Elle a le visage d’Audrey Hepburn, mais la voix du logiciel Siri : fièrement exhibée sur les plateaux télé, dans les grands-messes scientifiques, et même à la tribune de l’ONU, le robot Sophia continue de faire parler de lui, trois mois après s’être vu décerner la nationalité saoudienne. Une publicité tapageuse qui n’a pas manqué d’agacer Yann LeCun, ténor français de l’intelligence artificielle, qui a fini par réagir avec un commentaire assassin : Sophia « est à l’IA ce que la prestidigitation est à la vraie magie », un spectacle de marionnette misant sur la naïveté d’un public mal informé.

L’affaire pourrait être anecdotique, si elle ne trahissait l’ébullition que provoquent actuellement les progrès fulgurants de l’intelligence artificielle, couplés au raffinement des techniques robotiques.
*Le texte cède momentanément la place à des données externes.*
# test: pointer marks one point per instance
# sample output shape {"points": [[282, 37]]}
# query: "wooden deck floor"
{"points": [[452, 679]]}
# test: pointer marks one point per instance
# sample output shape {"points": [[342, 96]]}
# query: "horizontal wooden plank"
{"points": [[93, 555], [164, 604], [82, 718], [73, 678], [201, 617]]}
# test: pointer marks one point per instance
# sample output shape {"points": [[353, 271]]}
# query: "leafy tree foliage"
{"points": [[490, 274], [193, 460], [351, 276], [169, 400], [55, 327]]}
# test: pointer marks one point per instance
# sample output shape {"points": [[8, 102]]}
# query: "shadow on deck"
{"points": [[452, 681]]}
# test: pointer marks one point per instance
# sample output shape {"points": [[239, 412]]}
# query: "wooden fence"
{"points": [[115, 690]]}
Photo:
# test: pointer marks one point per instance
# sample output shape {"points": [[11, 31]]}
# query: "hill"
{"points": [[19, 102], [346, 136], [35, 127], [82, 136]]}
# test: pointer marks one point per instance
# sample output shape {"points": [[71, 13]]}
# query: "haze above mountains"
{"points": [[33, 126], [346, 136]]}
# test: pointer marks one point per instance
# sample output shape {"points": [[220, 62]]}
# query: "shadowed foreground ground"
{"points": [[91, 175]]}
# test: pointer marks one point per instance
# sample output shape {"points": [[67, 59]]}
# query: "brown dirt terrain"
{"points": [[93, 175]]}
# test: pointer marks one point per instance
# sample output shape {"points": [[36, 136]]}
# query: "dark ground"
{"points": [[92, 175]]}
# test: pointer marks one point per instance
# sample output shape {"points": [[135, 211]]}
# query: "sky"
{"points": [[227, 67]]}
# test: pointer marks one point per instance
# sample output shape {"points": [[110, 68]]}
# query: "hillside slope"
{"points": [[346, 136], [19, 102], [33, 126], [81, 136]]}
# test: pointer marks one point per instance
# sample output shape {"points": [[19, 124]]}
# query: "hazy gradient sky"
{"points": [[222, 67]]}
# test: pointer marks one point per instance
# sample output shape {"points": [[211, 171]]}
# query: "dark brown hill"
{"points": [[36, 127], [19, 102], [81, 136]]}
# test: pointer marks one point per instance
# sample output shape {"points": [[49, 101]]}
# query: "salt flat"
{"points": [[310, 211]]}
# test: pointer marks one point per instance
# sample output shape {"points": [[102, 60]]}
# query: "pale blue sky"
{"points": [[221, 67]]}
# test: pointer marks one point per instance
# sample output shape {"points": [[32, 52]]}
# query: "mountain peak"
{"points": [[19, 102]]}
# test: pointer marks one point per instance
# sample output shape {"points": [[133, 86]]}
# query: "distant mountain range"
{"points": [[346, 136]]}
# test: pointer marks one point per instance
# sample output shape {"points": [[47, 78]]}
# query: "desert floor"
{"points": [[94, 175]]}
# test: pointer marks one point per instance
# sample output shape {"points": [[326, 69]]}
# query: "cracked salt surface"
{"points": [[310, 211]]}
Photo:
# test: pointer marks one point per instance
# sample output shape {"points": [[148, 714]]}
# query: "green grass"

Comme si le futur venait soudainement toquer à notre porte, avec son cortège d’angoisses et de fantasmes. Car si la bavarde Sophia fait songer à une version ultramoderne des automates d’antan, la recherche, elle, avance à grands pas, portée par une légion d’apprentis sorciers parfois dépassés par leurs propres travaux. Et chaque nouvelle avancée du deep learning, chaque nouvelle barrière franchie par l’IA, est désormais accueillie avec un mélange de fascination et d’effroi.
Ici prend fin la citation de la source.